New Windsor affordable housing project underway
Plans are moving forward on the construction of a 272-unit affordable housing complex off Temple Hill Road in the town of New Windsor.
The $30 million apartment complex is slated to provide affordable housing for seniors, disabled veterans, eligible members of the workforce and people with special needs, said Jonah Mandelbaum, president of project developers Warwick Properties, Inc.
“Everyone must meet specific income criteria determined by the U.S. Department of Housing and Urban Development,” he said. “Veterans will get priority to move in.”
A conditional approval of the project site plan was granted by the town Planning Board this month. Mandelbaum said it would take at least three years before construction was completed.
The apartment complex will be located on approximately 20 acres of property in between the Continental Manor condominiums and the National Purple Heart Hall of Honor on Temple Hill Road.
Construction will be done in three phases. “We’ll start the construction of the main road this summer, during the first phase,” Mandelbaum said.
The road is expected to cut through the complex and connect to Temple Hill Road. The development will house 186 senior citizen units, 84 workforce housing units and 2 caretaker apartments, according to Town of New Windsor Building Inspector Jennifer Gallagher.
The project directly addresses housing needs outlined in the county’s master plan, said Dave Church, Orange County commissioner of planning. “We’ve found there is a significant housing affordability gap in the region and in the county,” he said.
Those findings are based on the 2009 Three-County Regional Housing Needs Assessment study conducted by government planning departments in Orange, Dutchess and Ulster counties.
An October letter from the county Department of Planning to the New Windsor Town Board summarizes the assessment’s findings regarding a lack of affordable housing in the town.
“This assessment estimated that the Town of New Windsor is expected to have (an) owner affordability gap of 7,585 units and a renter affordability gap of 3,030 units in 2015,” the letter reads. “Therefore the proposed affordable apartments will help to reduce this gap.”
Rental rates for affordable housing are determined based on county median incomes, said Church.
According to the Orange County planners, the latest information from the U.S. Census Bureau places the median household income in Orange County at $66,224 in 2011. The family median income for that year was $78,308.
“In the county, ‘affordable housing’ typically represents 80 percent or less of household median income in the county,” Church said. “Workforce housing represents 80 to 120 percent of the county median income.”
Church described “workforce housing” as often benefiting younger workers, single parent households and residents with limited income who don’t meet the criteria for affordable housing.
Some residents of the town claim the property is improperly zoned for a workforce housing project. “They’re trying to ram this project down our throats,” said 68-year-old Umbert Merolle, a member of New Windsor Concerned Citizens. “Workforce housing is not permitted in this zone by town code.”
Current town zoning code states otherwise, according to town attorney Michael Blythe, who read directly from town zoning code, revised in October.
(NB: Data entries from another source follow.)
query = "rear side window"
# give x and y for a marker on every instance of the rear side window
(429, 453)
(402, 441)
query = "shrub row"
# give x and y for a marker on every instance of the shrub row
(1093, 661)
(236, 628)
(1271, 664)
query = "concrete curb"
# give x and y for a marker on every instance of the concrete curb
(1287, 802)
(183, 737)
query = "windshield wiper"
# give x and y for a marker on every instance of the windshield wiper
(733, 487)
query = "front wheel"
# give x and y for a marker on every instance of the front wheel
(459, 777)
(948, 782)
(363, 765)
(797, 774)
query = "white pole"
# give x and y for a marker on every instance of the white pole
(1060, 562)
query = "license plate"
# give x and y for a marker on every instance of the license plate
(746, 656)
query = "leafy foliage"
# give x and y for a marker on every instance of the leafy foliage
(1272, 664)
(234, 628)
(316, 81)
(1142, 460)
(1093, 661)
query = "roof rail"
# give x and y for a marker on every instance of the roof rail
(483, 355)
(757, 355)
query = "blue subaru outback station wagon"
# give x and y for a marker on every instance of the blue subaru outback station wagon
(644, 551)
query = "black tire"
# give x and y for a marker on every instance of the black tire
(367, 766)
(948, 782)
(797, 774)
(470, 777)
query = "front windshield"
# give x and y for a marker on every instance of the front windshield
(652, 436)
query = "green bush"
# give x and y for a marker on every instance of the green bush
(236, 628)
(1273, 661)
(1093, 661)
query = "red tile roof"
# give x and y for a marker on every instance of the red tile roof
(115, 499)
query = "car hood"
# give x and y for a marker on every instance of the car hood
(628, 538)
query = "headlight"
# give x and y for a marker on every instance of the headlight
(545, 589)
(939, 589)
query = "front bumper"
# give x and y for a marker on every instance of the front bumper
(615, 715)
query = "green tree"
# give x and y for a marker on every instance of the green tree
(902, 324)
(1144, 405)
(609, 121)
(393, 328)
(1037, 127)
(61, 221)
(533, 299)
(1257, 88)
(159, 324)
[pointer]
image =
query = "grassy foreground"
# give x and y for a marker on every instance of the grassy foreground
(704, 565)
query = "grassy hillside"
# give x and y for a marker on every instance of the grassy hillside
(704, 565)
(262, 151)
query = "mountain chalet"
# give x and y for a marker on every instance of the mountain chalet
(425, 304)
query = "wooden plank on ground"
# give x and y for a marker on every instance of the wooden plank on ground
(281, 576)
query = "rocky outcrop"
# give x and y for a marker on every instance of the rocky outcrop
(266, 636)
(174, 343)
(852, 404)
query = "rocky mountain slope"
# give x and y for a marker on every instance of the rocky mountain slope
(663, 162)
“Provided that a proposed development meets the requirements of both the workforce housing overlay zoning district and the totally affordable senior housing overlay district and the regulations applicable to both, the town board may consider special use permit application that would combine both…”
The town board granted a special use permit for the project on Dec. 17.
“From my perspective and from the perspective of the planning board attorney, if an applicant meets the requirements of totally affordable senior housing and workforce housing, then it’s perfectly appropriate to combine the two in the same site plan,” said Blythe.
The development will be financed according to a federal tax credit program administered by the state Homes and Community Renewal agency, which provides tax credits to affordable housing developers.
The project is accompanied by a 40-year payment-in-lieu-of-taxes (PILOT) agreement, which Blythe said was permitted under the state Private Housing Finance Law. The PILOT provides a 40-year tax exemption, allowing property owners to provide payments to the municipality “in lieu” of property taxes.
“It’s what makes this affordable housing project affordable,” said Blythe.
Occupations Inc., a non-profit human services agency assisting the developmentally disabled, is partnering with Warwick on the project.
Occupations Inc. previously collaborated with Warwick to build the Sunrise Apartments affordable housing complex in the town of Wallkill. Mandelbaum said construction was expected to be complete by early spring.
Warwick has already built two senior apartment complexes in the town: the New Windsor Senior Housing complex and the Amber Grove housing complex.
“This is the third totally affordable senior housing development and the second workforce housing development in the town,” said Blythe, giving the Mason’s Ridge Apartments on Windsor Highway as another example of a workforce housing project.
“If you knocked on doors and asked folks what they think about living there, they’d tell you it was great place to live,” Blythe said.
Blythe said the need for affordable housing was critical, especially for seniors who may want and need to sell their homes but remain residents in the town. “This makes it affordable for them to do it,” he said.